Researchers from University of Leicester Archaeological Services have recently completed work on the results of three closely related Bronze Age round barrows excavated at Cossington, Leicestershire and show how the ancient cemetery was reused by successive communities.

Their excavations revealed a variety of burial practices from Bronze Age, Iron Age, Roman and Anglo Saxon times. They offer the first definite example of an Anglo Saxon cemetery sited on an earlier monument to be found in Leicestershire.

One of the barrows included the crouched burial of a child of around eight years, who lay with grave offerings including two pots, a stone bowl and three flint knives. One of the knives had been made from a much earlier object, perhaps making a physical link to past ‘ancestors.’

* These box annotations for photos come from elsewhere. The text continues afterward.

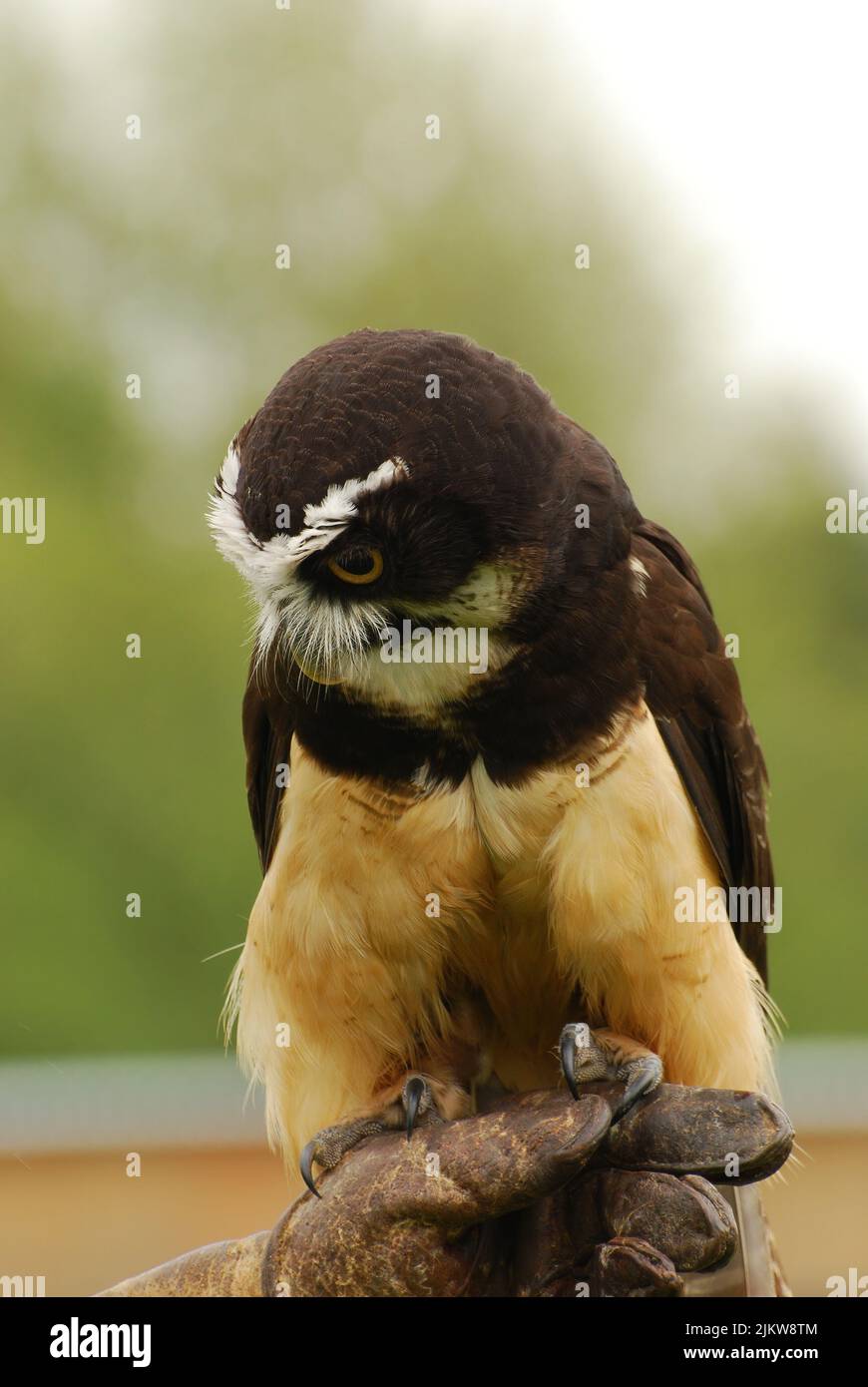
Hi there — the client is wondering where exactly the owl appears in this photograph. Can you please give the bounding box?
[210,330,775,1187]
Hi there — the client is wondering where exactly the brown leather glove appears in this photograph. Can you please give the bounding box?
[97,1084,792,1297]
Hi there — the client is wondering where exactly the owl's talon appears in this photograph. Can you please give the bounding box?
[559,1022,662,1127]
[612,1054,662,1127]
[559,1025,580,1099]
[298,1138,321,1199]
[401,1074,431,1142]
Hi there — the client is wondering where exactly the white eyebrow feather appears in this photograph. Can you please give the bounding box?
[208,441,409,599]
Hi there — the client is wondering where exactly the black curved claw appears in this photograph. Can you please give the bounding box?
[560,1027,579,1099]
[298,1142,321,1199]
[403,1075,426,1142]
[612,1054,662,1127]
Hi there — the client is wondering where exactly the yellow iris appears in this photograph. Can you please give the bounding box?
[328,549,383,583]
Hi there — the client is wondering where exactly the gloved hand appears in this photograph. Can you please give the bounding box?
[97,1084,793,1297]
[263,1085,793,1297]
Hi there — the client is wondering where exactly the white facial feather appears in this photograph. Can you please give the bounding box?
[208,442,408,679]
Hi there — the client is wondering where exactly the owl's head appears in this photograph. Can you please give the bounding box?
[210,330,631,707]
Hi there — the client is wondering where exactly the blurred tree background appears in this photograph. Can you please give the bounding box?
[0,0,868,1057]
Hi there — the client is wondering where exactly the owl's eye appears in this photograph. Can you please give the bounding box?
[328,547,383,583]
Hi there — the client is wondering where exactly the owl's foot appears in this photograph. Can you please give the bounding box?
[299,1074,469,1198]
[560,1022,662,1127]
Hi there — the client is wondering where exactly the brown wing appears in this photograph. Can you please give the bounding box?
[633,520,773,981]
[241,661,292,874]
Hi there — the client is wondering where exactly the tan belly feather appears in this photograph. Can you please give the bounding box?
[230,708,771,1160]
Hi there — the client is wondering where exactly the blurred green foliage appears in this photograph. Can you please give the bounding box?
[0,0,868,1057]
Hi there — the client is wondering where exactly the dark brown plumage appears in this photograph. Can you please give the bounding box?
[232,331,773,978]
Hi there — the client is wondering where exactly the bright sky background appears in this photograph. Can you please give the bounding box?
[31,0,868,476]
[428,0,868,476]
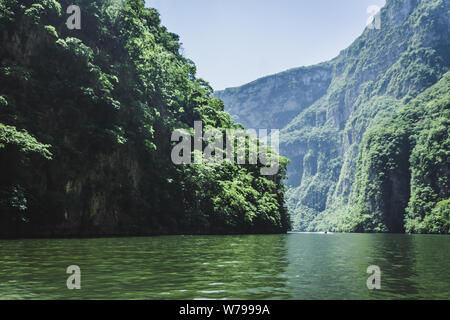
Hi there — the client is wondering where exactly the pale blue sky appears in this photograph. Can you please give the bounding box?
[146,0,385,90]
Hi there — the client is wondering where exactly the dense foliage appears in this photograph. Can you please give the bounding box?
[0,0,290,235]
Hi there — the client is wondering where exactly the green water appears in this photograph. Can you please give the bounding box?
[0,234,450,299]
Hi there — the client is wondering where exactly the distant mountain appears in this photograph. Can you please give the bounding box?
[215,0,450,233]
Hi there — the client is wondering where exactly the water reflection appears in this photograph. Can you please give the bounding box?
[0,234,450,299]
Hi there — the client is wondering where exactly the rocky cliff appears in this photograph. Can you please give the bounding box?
[216,0,450,232]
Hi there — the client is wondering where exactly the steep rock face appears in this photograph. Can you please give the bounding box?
[215,0,450,231]
[214,63,332,129]
[0,0,290,237]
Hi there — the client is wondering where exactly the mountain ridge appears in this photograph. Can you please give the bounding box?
[215,0,450,232]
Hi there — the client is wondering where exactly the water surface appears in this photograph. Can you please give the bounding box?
[0,233,450,299]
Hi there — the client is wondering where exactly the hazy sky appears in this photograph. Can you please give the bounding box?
[146,0,385,90]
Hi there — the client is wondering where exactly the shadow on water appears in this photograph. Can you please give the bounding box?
[0,235,289,299]
[0,234,450,299]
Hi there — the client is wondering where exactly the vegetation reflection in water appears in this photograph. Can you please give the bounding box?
[0,234,450,299]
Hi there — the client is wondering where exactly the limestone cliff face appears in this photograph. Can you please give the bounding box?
[217,0,450,231]
[215,64,332,129]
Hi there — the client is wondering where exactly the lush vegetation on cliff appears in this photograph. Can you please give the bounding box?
[0,0,290,235]
[217,0,450,233]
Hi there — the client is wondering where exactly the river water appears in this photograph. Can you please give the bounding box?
[0,233,450,299]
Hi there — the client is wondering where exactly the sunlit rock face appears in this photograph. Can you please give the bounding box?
[215,0,450,232]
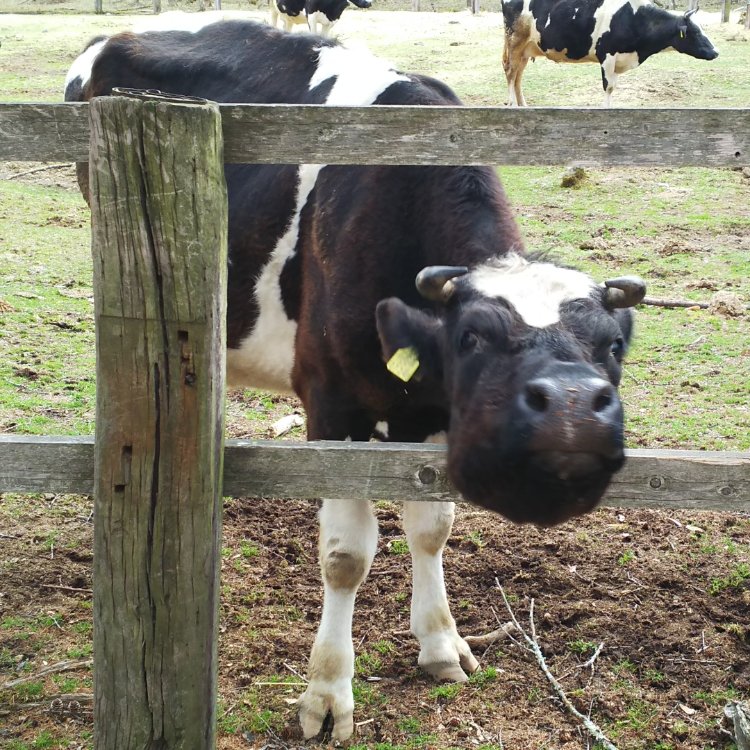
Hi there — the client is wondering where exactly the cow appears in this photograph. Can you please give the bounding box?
[502,0,719,107]
[66,21,645,741]
[268,0,372,36]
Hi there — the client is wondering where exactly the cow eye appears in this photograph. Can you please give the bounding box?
[610,336,625,362]
[458,328,479,352]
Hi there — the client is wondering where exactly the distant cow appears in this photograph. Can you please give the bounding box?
[66,21,645,744]
[502,0,719,107]
[269,0,372,36]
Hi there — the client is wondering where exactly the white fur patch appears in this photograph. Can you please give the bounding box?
[227,164,323,392]
[468,254,596,328]
[65,39,107,90]
[227,41,409,392]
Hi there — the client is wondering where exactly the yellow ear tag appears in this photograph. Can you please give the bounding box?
[386,346,419,383]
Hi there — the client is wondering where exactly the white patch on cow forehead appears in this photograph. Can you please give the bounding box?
[65,39,107,89]
[309,47,409,106]
[468,255,596,328]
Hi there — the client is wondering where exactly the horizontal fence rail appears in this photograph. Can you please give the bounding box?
[0,103,750,167]
[0,435,750,513]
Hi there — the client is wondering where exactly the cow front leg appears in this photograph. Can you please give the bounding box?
[601,55,618,107]
[298,500,378,741]
[404,502,479,682]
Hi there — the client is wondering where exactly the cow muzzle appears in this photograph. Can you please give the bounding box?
[449,363,625,526]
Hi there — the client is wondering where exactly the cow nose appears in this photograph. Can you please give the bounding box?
[516,364,623,461]
[523,377,620,421]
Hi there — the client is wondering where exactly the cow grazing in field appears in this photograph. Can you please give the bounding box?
[67,21,645,740]
[502,0,719,107]
[268,0,372,36]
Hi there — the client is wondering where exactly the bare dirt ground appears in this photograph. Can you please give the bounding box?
[0,496,750,750]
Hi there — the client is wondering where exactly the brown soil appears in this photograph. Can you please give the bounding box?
[0,495,750,750]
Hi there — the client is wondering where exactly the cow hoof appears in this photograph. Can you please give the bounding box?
[297,681,354,742]
[419,636,479,682]
[422,662,469,682]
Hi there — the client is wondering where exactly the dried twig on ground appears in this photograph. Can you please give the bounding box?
[464,622,516,648]
[0,659,94,690]
[641,297,750,315]
[3,163,73,180]
[495,578,617,750]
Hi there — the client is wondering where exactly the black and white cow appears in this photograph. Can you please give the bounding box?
[268,0,372,36]
[502,0,719,107]
[66,21,645,740]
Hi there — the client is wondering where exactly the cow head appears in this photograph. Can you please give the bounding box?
[377,255,645,525]
[672,10,719,60]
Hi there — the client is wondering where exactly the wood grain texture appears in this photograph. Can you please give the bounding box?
[0,103,750,167]
[90,97,227,750]
[0,435,750,512]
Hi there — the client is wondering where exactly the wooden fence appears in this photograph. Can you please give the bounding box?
[0,97,750,750]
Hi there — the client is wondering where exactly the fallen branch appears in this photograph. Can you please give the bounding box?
[0,659,94,690]
[3,163,73,180]
[640,297,750,310]
[0,693,94,716]
[641,297,708,310]
[40,583,94,594]
[495,578,617,750]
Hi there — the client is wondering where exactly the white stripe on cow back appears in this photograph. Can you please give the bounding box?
[468,253,596,328]
[589,0,651,53]
[310,47,409,106]
[227,41,409,392]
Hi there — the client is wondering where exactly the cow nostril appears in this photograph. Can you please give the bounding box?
[524,383,550,412]
[593,386,614,414]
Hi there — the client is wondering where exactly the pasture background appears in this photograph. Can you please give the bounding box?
[0,8,750,750]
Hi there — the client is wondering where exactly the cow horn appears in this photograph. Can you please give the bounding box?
[604,276,646,310]
[416,266,469,302]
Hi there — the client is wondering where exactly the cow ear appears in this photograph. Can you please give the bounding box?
[375,297,443,382]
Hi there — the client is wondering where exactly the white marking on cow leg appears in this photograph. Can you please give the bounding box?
[298,500,378,742]
[404,501,479,682]
[602,55,617,107]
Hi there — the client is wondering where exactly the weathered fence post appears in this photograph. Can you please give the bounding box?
[90,91,227,750]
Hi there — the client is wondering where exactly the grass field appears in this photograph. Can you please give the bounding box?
[0,10,750,750]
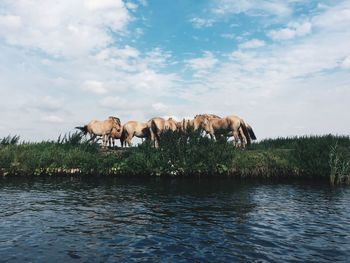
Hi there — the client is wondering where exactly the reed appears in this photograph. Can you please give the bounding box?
[0,133,350,184]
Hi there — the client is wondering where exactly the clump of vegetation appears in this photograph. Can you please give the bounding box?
[329,144,350,185]
[0,133,350,184]
[0,135,20,147]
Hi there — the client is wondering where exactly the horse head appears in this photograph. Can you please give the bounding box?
[202,118,214,133]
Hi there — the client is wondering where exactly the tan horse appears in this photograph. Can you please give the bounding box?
[120,121,150,146]
[147,117,177,148]
[75,116,121,147]
[191,113,221,131]
[108,127,123,148]
[203,115,256,148]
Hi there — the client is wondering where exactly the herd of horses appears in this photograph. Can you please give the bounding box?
[75,114,256,148]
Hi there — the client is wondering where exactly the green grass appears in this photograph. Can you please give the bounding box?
[0,131,350,184]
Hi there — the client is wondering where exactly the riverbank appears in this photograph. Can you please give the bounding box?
[0,132,350,184]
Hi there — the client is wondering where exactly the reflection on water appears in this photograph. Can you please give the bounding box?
[0,178,350,262]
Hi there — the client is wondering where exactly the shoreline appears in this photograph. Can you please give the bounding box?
[0,133,350,184]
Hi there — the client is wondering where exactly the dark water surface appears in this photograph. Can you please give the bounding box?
[0,178,350,262]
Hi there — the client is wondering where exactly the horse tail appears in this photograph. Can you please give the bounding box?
[120,127,128,147]
[151,120,159,141]
[74,125,88,135]
[246,123,256,140]
[241,120,251,145]
[148,119,159,147]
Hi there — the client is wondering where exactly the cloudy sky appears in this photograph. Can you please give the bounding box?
[0,0,350,141]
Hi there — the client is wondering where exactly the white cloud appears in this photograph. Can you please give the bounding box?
[238,39,265,49]
[342,56,350,69]
[221,33,235,39]
[214,0,293,17]
[268,22,312,40]
[190,17,214,28]
[0,15,22,29]
[186,51,218,71]
[0,0,131,57]
[41,115,64,123]
[81,80,107,94]
[38,96,63,111]
[152,102,168,112]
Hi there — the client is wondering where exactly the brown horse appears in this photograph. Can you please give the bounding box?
[120,121,150,146]
[147,117,177,148]
[203,115,256,148]
[108,127,123,148]
[75,116,121,147]
[191,113,221,131]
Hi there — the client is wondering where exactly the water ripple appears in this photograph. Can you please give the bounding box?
[0,178,350,262]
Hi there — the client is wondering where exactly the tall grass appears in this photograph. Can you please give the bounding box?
[0,133,350,184]
[329,144,350,185]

The research project, funded by English Heritage through the Aggregates Levy Sustainability Fund, has brought together the results of three separate excavations undertaken in advance of gravel extraction at Cossington Quarry.

The three barrows form part of a small cemetery located at the confluence of the Rivers Soar and Wreake. This may have been an important location where Bronze Age people met up at certain times of the year to trade, foster relationships, forge alliances and swap stories. The formation of the cemetery is likely to have been due to the importance of this part of the landscape to the people who lived in it.

John Thomas explained the significance of the finds: “The three barrows are likely to have been built as community projects, with different families pooling resources to create monuments for wider kinship use. Evidence for the careful maintenance and re-building of the barrows shows that they were not built for single use, but had a long history and were used and re-used many times.

“A cremation burial close to the child’s grave also had broken pieces of Beaker style pottery that must have been quite ancient even before they were placed in the grave so it is possible that these were also treated as a link to the past – almost as heirlooms or antiques – with ancestral connections.

“Another burial, probably of a woman, was accompanied by a remarkable composite bead necklace. This was made of jet, shale, amber and faience beads and is a remarkable find for the region. Although the sandy soils had destroyed the bone evidence, the necklace still lay in the order that the beads had been strung, allowing it to be reconstructed.

“It is thought that such necklaces, fairly common in burials from the Wessex area, were made at the graveside from beads taken from other necklaces before being buried with the deceased. In this way they can also be seen as having been charged with the power of the ancestors, as well as giving a link to the wider family network to which the deceased belonged.

“The style of the necklace (associated with Wessex) and the origins of the material for the original beads also show links with wider areas, perhaps through trade or other social networks.”

“After their original period of use the three barrows continued to attract attention. A small cremation cemetery developed on the edge of one of the barrows, which probably represented the burial ground of a single family group. The location of the burials suggests that this family wished to be associated with the barrow and those buried in it.

“Later still, one of the barrows, which survived as a low earthwork mound, apparently became a meeting place for people making flint tools. They left over a thousand waste pieces behind, suggesting that this was a regular meeting spot.”

The earthwork monument also became the focus for activity during much later periods. In the Iron Age a settlement grew nearby and the significance of the barrow is shown by a number of pots (perhaps once containing offerings) that were buried in the barrow mound. This practice continued into the Roman period when more whole pots were buried.

Finally the barrow mound became the setting for a small Anglo-Saxon cemetery. This association between Saxon burials and earlier monuments is a recognised phenomenon nationally but the first definite example from Leicestershire. No bone survived but iron spears, knives, buckles and brooches indicated that at least five people had been buried there. A small settlement also existed nearby.

John Thomas added: “The re-use of the barrow by Iron Age, Roman and Anglo Saxon people is very interesting. These people could not have had any knowledge of the original use and meaning attached to the monument – but it survived as a prominent landmark in a fairly flat landscape and became the focus for settlement in these periods. It was perhaps imagined to contain the ancestral spirits of the land and by associating themselves with the long dead, the living could make claims to be their successors and heirs – giving them a ‘right’ to live there.

“The results of this project have shown how the three barrows were used repeatedly, resulting in a long history and providing a remarkable insight into how these burial monuments were used by local communities living in the surrounding landscape.

“Rather than seeing these barrows as single use monuments it is clear that through their repeated use they became rich in memory and myth, even during the Early Bronze Age, and that their significance endured, influencing later settlers wishing to stake a claim on the surrounding landscape.”

The findings have been published in Monument, Memory, and Myth, by University of Leicester archaeologist John Thomas, offering an important addition to understanding how burial monuments were used, not only by the people who built them in the Bronze Age, but also by later generations living close to the monuments.